Computer vision: Finding the best teaching frame in a video for fake video fightback
The frame in which a human marks out the boundaries of an object makes a huge difference in how well AI software can identify that object through the rest of the video.
To improve computer vision of emerging technologies, University of Michigan researchers are working on Bubblnets: A new deep learning method to help computers delineate boundaries for annotation in the real world.
Contributing to a project that aims to detect “deepfake” videos, University of Michigan engineers developed software that improves a computer’s ability to track an object through a video clip by 11% on average.
The software, called BubbleNets, chooses the best frame for a human to annotate. In addition to helping train algorithms for spotting doctored clips, it could improve computer vision in many emerging areas such as driverless cars, drones, surveillance and home robotics.
“The U.S. government has a real concern about state-sponsored groups manipulating videos and releasing them on social media,” said Brent Griffin, U-M assistant research scientist in electrical and computer engineering. “There are way too many videos for analysts to assess, so we need autonomous systems that can detect whether or not a video is authentic.”
Current software for parsing video clips relies on humans to mark up the objects—such as people, animals and vehicles—in the video. “Video object segmentation” algorithms then follow the boundaries of the marked objects through the videos.
Today’s advanced “deep learning” programs require the human to mark only a single frame. The frame presented to the human is typically the first frame in the video, which is rarely the best choice. But until now, there was no automated way to choose a preferable frame.
When the Defense Advanced Research Projects Agency (DARPA) requested this capability, the U-M team was skeptical that it was even possible. The software wouldn’t even know what in the video you were trying to track, so how could it recommend a frame?
But with deep learning techniques, Griffin and senior author Jason Corso, U-M professor of electrical engineering and computer science, didn’t have to figure out how to choose the best annotation frame—the algorithm would do that. Their challenge was creating enough “training” data so that the algorithm could draw its own conclusions from a large set of examples.
Griffin and Corso started with 60 videos in which every frame had been annotated. If they posed the question the obvious way—”Which frame is the best annotation frame in each video?”—they would have only 60 training examples. Instead, they designed their “BubbleNets” software to compare two frames at a time. The software predicts which frame, if selected for a human to annotate, will enable the segmentation software to stay truer to the object’s boundaries. This gave them nearly 745,000 pairs of frames for training the algorithm.

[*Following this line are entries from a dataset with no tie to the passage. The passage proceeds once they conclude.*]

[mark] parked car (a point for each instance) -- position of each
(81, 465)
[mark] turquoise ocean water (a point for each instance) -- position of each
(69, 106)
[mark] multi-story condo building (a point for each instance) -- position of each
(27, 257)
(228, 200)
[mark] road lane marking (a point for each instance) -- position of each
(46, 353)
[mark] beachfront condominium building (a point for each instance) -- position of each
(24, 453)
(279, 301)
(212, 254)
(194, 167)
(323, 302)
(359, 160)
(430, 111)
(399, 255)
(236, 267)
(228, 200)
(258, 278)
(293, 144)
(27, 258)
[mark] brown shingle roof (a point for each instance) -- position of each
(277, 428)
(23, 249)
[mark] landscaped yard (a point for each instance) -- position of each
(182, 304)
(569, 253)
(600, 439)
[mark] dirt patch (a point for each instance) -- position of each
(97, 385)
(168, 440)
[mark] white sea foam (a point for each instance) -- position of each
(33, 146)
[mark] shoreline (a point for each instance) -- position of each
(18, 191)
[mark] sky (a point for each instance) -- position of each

It is hard to say exactly what BubbleNets looks for in an annotation frame, but testing showed it preferred frames that:
- Weren’t too near the beginning or end of the video.
- Looked most like other frames in the video.
- Showed a clear view of the objects in the video.
BubbleNets is already “a small cog” in DARPA’s multi-university media forensics program, Griffin said. In an effort to identify falsified propaganda videos, DARPA needs to train its own algorithms on manipulated videos. BubbleNets helps other software automatically erase objects from videos to create training data.
But BubbleNets could also be useful in other robotics and computer vision tasks. For instance, future home robots will need to learn the layout and contents of a house. The robot would be able to present its owner with a set of frames that contain unidentified objects.
“Think about a toddler. A toddler sort of knows what they know, and then at some point, they realize they don’t really know something. So they ask a question. And that’s what we want to enable the computer to do,” Corso said.
Computer vision algorithms that have to operate without human input, such as those for driverless cars or drones, could also benefit. In these cases, the software would sift through training video clips looking for things that it didn’t recognize. Then, when it found a problematic clip, BubbleNets would choose that best frame for a human to explain.
The research was presented today at the IEEE/CVF Computer Vision and Pattern Recognition conference and was a finalist for best paper.
Corso is a member of Michigan Robotics and is also co-founder and CEO of the computer vision company Voxel51. Griffin is an affiliate of Michigan Robotics.